# 2018-11-14 PCA responders
Let's look at whether PCA can give us significant information about responders versus non-responders.

In [None]:
library(ggplot2)
library(RColorBrewer)

In [None]:
# Multiple plot function
#
# ggplot objects can be passed in ..., or to plotlist (as a list of ggplot objects)
# - cols:   Number of columns in layout
# - layout: A matrix specifying the layout.

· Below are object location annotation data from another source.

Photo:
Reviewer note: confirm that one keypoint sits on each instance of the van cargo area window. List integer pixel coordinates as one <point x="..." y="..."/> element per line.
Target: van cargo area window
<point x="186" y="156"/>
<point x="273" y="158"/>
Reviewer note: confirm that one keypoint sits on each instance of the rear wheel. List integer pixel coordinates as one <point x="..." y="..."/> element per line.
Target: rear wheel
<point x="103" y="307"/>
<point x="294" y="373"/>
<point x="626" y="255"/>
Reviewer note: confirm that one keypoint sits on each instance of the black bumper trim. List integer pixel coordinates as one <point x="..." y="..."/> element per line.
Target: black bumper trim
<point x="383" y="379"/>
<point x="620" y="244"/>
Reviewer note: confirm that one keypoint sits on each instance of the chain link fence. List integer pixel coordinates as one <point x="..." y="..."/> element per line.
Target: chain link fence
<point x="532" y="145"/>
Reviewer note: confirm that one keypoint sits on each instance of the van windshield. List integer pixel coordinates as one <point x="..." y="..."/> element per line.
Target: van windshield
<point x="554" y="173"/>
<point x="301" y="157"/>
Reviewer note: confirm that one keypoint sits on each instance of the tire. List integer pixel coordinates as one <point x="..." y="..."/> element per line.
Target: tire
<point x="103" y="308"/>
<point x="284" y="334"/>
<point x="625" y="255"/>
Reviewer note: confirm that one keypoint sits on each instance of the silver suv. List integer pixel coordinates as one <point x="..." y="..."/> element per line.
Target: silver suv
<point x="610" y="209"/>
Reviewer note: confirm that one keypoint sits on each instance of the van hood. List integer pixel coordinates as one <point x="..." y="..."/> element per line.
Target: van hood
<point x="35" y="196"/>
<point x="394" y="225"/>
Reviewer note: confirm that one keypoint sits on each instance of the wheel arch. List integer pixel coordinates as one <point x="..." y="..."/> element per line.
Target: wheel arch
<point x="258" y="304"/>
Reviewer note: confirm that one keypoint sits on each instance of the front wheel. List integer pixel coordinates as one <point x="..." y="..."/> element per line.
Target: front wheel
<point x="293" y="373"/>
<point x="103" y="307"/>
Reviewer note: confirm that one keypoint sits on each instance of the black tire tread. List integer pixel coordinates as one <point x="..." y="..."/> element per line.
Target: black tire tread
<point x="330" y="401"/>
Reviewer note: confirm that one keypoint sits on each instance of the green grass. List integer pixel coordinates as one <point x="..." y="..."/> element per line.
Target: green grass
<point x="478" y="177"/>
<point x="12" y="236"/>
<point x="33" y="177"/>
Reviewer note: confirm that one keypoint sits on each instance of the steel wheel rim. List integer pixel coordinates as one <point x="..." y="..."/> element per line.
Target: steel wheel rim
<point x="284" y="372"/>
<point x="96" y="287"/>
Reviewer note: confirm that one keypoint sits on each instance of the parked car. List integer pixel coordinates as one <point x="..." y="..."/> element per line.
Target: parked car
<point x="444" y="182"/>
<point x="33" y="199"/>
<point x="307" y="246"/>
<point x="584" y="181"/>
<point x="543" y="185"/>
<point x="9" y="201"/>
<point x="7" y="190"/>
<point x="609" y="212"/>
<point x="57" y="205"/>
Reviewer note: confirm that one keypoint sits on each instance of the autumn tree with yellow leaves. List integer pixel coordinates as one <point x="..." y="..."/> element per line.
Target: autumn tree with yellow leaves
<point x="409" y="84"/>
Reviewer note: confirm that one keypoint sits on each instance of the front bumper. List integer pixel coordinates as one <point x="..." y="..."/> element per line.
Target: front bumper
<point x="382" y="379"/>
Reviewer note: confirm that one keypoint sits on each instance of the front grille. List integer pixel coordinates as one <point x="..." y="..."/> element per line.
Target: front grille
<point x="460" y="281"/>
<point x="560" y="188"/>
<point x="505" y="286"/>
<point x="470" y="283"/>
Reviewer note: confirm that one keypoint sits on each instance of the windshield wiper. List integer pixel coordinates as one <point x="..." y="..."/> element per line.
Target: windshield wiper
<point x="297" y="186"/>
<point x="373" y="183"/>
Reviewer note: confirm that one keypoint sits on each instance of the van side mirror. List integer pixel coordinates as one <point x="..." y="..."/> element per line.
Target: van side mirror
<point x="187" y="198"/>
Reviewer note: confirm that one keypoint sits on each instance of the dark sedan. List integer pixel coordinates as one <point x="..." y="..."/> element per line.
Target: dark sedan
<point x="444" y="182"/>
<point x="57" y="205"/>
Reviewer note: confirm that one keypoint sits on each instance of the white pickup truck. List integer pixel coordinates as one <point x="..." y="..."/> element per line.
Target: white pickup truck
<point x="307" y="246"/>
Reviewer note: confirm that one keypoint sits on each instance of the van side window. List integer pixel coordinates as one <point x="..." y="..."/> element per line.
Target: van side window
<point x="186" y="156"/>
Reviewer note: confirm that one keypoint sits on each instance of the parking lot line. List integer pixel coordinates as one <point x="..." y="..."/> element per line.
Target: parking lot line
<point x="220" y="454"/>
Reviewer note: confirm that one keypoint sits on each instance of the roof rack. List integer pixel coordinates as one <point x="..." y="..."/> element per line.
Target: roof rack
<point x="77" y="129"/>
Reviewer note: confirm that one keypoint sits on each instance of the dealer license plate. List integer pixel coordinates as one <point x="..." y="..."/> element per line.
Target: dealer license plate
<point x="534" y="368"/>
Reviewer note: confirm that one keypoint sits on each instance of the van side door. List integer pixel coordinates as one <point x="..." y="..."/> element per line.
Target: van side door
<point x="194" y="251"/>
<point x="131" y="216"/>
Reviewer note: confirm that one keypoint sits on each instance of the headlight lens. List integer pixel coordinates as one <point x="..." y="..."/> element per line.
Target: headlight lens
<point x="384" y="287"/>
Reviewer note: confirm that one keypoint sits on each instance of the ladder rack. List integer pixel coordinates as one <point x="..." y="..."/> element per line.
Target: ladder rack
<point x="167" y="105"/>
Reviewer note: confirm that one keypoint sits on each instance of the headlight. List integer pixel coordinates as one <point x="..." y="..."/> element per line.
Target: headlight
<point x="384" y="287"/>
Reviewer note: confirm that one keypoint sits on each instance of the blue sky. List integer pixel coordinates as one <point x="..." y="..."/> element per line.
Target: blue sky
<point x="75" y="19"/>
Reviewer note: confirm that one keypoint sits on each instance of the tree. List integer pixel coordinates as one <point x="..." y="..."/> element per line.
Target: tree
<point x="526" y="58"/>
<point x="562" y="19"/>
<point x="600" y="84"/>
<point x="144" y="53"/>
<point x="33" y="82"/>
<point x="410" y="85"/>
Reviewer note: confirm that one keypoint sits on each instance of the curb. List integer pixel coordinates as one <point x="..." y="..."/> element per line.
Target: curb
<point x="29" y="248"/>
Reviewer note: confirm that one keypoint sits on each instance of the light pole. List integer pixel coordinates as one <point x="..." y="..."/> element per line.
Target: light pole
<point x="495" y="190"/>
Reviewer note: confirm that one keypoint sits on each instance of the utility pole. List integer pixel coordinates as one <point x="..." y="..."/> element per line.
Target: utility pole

If present, 'cols' is ignored.
#
# If the layout is something like matrix(c(1,2,3,3), nrow=2, byrow=TRUE),
# then plot 1 will go in the upper left, 2 will go in the upper right, and
# 3 will go all the way across the bottom.
#
multiplot <- function(..., plotlist=NULL, file, cols=1, layout=NULL) {
  library(grid)

  # Make a list from the ... arguments and plotlist
  plots <- c(list(...), plotlist)

  numPlots = length(plots)

  # If layout is NULL, then use 'cols' to determine layout
  if (is.null(layout)) {
    # Make the panel
    # ncol: Number of columns of plots
    # nrow: Number of rows needed, calculated from # of cols
    layout <- matrix(seq(1, cols * ceiling(numPlots/cols)),
                    ncol = cols, nrow = ceiling(numPlots/cols))
  }

 if (numPlots==1) {
    print(plots[[1]])

  } else {
    # Set up the page
    grid.newpage()
    pushViewport(viewport(layout = grid.layout(nrow(layout), ncol(layout))))

    # Make each plot, in the correct location
    for (i in 1:numPlots) {
      # Get the i,j matrix positions of the regions that contain this subplot
      matchidx <- as.data.frame(which(layout == i, arr.ind = TRUE))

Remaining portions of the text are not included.